Some studies propose off-label use of anti-depressants and anticonvulsives as pre-emptive medication. "The two drugs are still more likely to be used in treatment of chronic pain, but their use a day or so before an outpatient procedure has been catching on," says Dr. Dombrowski. Certain anti-depressants increase serotonin levels, which dilutes the pain message to the spinal cord. Anti-convulsants work by changing how the nerves work. They help to slow and even stop the nerves' firing.

Jeffrey Richman, MD, assistant professor and director of regional anesthesiology at Johns Hopkins University in Baltimore, says there may not be enough evidence to start prescribing anti-depressants and anti-convulsants for operative pain.

2 The intraop block
Anesthesiologists are getting better at placing peripheral nerve blocks and using them with better discretion. As a result, PNB use is becoming more accepted as a means for managing pain, especially in orthopedic surgery.

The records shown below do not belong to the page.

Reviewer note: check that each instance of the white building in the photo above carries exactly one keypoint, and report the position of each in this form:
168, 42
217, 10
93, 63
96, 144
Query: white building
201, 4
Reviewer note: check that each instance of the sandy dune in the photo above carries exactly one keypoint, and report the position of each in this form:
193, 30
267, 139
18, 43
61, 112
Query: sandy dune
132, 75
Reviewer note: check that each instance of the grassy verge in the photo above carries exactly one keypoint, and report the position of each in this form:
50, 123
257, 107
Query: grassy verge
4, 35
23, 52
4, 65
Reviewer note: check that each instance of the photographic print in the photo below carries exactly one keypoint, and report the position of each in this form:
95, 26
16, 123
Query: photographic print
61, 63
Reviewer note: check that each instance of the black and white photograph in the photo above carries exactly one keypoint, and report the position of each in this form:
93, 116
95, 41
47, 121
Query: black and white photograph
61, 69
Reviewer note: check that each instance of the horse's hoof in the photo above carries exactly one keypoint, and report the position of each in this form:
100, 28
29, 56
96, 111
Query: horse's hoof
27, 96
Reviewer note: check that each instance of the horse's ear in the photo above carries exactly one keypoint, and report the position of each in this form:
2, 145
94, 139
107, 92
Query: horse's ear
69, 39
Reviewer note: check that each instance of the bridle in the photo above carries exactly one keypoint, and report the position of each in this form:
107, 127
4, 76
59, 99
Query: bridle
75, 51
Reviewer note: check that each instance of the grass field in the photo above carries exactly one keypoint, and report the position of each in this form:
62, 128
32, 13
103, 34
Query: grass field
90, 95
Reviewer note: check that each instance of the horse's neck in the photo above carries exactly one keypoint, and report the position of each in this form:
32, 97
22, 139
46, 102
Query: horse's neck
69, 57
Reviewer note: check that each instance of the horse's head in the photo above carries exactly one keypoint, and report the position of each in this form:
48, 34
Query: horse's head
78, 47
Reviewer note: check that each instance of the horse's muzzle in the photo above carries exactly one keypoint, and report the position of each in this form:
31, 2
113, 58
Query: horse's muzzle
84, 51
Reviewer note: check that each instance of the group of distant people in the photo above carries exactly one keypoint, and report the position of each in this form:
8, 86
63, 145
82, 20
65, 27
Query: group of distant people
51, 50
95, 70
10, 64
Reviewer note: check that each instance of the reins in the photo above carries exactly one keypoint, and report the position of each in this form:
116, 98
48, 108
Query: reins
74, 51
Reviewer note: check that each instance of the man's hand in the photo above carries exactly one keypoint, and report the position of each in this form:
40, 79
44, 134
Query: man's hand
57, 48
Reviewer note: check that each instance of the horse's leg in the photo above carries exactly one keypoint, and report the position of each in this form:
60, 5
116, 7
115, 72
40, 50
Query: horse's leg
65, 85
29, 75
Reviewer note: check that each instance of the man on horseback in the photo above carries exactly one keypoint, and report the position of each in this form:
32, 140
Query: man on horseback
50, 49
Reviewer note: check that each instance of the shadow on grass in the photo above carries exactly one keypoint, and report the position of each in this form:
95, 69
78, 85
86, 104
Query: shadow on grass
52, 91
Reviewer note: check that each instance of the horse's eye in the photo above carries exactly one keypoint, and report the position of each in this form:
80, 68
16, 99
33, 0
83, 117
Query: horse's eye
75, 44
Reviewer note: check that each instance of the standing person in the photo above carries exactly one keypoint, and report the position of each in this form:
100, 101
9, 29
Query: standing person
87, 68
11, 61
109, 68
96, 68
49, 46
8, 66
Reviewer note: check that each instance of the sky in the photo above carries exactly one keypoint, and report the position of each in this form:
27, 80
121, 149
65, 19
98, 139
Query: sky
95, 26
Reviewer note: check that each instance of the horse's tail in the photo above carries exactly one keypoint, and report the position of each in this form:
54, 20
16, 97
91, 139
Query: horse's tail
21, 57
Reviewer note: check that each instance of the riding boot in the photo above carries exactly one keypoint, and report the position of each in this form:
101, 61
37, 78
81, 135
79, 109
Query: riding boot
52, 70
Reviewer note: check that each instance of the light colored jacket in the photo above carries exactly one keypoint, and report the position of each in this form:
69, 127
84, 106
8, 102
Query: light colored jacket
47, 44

Blocks are supplemented by oral opiates, but because the local anesthetic provides much of the analgesia, only small doses of opiates need be administered. Further, they take only five to 10 minutes before a procedure. Terese T. Horlocker, MD, professor of anesthesiology and orthopedics at the Mayo Clinic College of Medicine in Rochester, Minn., has seen the benefits of shortened hospital stays and happier patients.

"People used to hurt so much," says Dr. Horlocker. "If you were to tell me five years ago that people would feel so great, I would not have believed it."

Adam F. Dorin, MD, MBA, the medical director of Grossmont Plaza Surgery Center in La Mesa, Calif., says using a nerve block (with indwelling catheter and pain pump) for every knee arthroscopy - including 30-minute meniscectomies and chondroplasties - is "overkill."

He thinks it's a better idea to be selective and to gauge surgeon and patient preferences. Where some would routinely perform a pre-procedure block, Dr. Dorin thinks a surgeon-administered local is the best and most balanced choice for limited surgery, or if the patient prefers to avoid prolonged limb numbness or other block side effects.

"They get a nausea-free anesthetic, and good, solid pain control for some hours post-operatively. They expect and deal with some degree of pain during the recovery process," he says.

3 The post-op pump
Using a continuous nerve block, a type of PNB, lets patients go home with a catheter and a pain pump - and a continuous flow of pain-killing medication. These are ideal for those cases that might otherwise hobble patients for a few days, such as knee and shoulder arthroplasties. If you can tackle these, patients will reap the benefits of a more comfortable recovery (and so will you, when they return their satisfaction surveys).

But pain pumps can also become their own worst enemies. Outpatients who get take-home pumps must be educated and given literature so that they're aware of the potential hazards and how to react. For one thing, a patient must protect the blocked extremity until the block completely resolves so he doesn't inadvertently injure his still-numb body part, says Dr. Horlocker. Dr. Dorin warns that patients should be aware of the possibility of infection (catheters may let bacteria traverse) and blood clots. Lower extremity blood clots could dislodge, travel to the lungs and result in fatal pulmonary emboli.

Pumps can also increase the anesthesiologist's liability, says Brian Ilfeld, MD, MS, assistant professor of anesthesiology at University of Florida: If a patient falls days after a procedure, he could blame the anesthesiologist, even if the fall has nothing to do with the catheter.

Another issue with pain pumps is that some insurance companies have balked at paying for take-home versions. But disposable pumps are much cheaper than in the past, with many models selling for about $200, says Dr. Dombrowski. If you can't get reimbursed, one solution may be to offer the patient the opportunity to pay out-of-pocket.